A habit of marching up and down with a string tied
to a soda-water bottle, a disposition to ride anything
that could by any exercise of the liveliest fancy
be made to assume equine proportions, a propensity
to blacken his venerable white hair with ink and coal
dust, and an omnivorous appetite which did not stop
at chalk, clay, or cinders, were peculiarities not
calculated to excite respect. In fact, he would
seem to have become demoralized, and when, after a
prolonged absence the other day, he was finally discovered
standing upon the front steps addressing a group of
delighted children out of his limited vocabulary, the
circumstance could only be accounted for as the garrulity
of age.
But I lay aside my pen amidst an ominous
silence and the disappearance of the venerable head
from my plane of vision. As I step to the other
side of the table, I find that sleep has overtaken
him in an overt act of hoary wickedness.
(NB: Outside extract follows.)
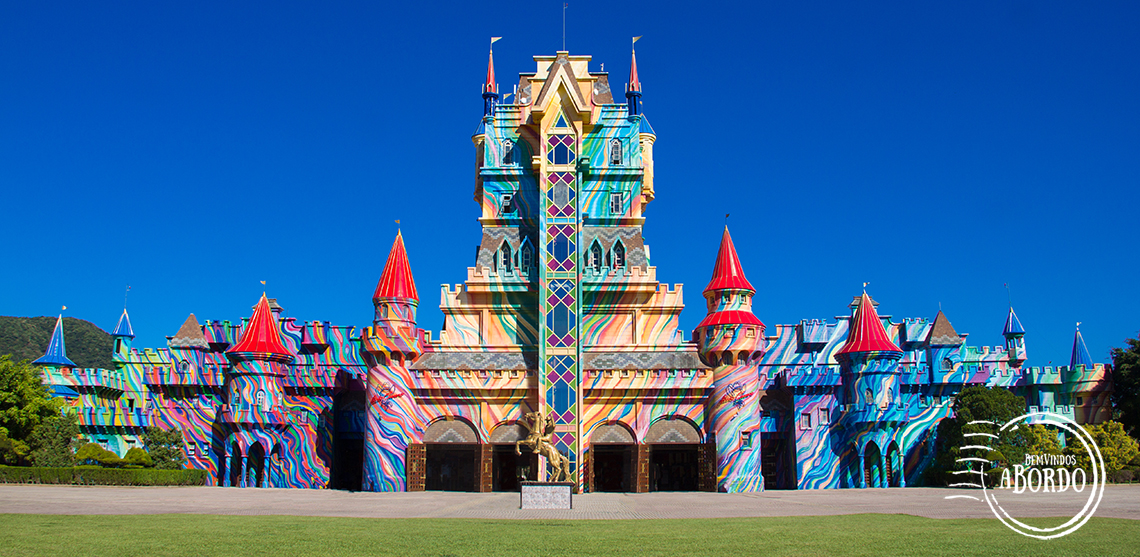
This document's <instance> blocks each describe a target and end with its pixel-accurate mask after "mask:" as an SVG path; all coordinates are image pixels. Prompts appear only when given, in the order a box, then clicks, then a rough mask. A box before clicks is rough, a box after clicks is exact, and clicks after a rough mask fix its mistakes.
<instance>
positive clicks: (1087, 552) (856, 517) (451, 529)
mask: <svg viewBox="0 0 1140 557" xmlns="http://www.w3.org/2000/svg"><path fill="white" fill-rule="evenodd" d="M0 526H2V527H0V555H3V556H25V555H52V556H56V555H58V556H68V555H75V556H96V555H114V556H147V557H153V556H164V555H187V556H196V557H197V556H241V555H258V556H275V557H286V556H287V557H292V556H299V555H317V556H321V557H340V556H348V555H369V556H370V555H397V556H400V557H410V556H417V555H432V556H445V555H455V556H467V555H471V556H490V555H534V556H543V557H548V556H561V555H592V556H617V555H640V556H641V555H662V556H678V555H702V556H703V555H748V556H764V557H767V556H780V555H788V556H797V557H798V556H809V555H866V556H881V555H890V556H904V555H917V556H918V555H921V556H926V555H953V556H960V555H1011V556H1017V557H1043V556H1050V555H1074V556H1076V555H1080V556H1086V555H1138V554H1140V521H1124V519H1117V518H1093V519H1092V521H1090V522H1089V523H1088V524H1085V525H1084V527H1082V529H1081V530H1078V531H1077V532H1075V533H1073V534H1069V535H1068V536H1065V538H1061V539H1058V540H1052V541H1039V540H1033V539H1029V538H1024V536H1021V535H1019V534H1016V533H1013V532H1011V531H1009V530H1007V529H1005V526H1003V525H1001V523H999V522H998V521H996V519H953V521H937V519H930V518H918V517H913V516H906V515H849V516H829V517H779V518H732V519H690V521H475V519H425V518H409V519H377V518H326V517H299V516H217V515H133V516H90V515H83V516H66V515H0Z"/></svg>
The
very pages I have devoted to an exposition of his
deceit he has quietly abstracted, and I find them covered
with cabalistic figures and wild-looking hieroglyphs
traced with his forefinger dipped in ink, which doubtless
in his own language conveys a scathing commentary
on my composition. But he sleeps peacefully,
and there is something in his face which tells me that
he has already wandered away to that dim region of
his youth where I cannot follow him. And as there
comes a strange stirring at my heart when I contemplate
the immeasurable gulf which lies between us, and how
slight and feeble as yet is his grasp on this world
and its strange realities, I find, too late, that
I also am a willing victim of the Venerable Impostor.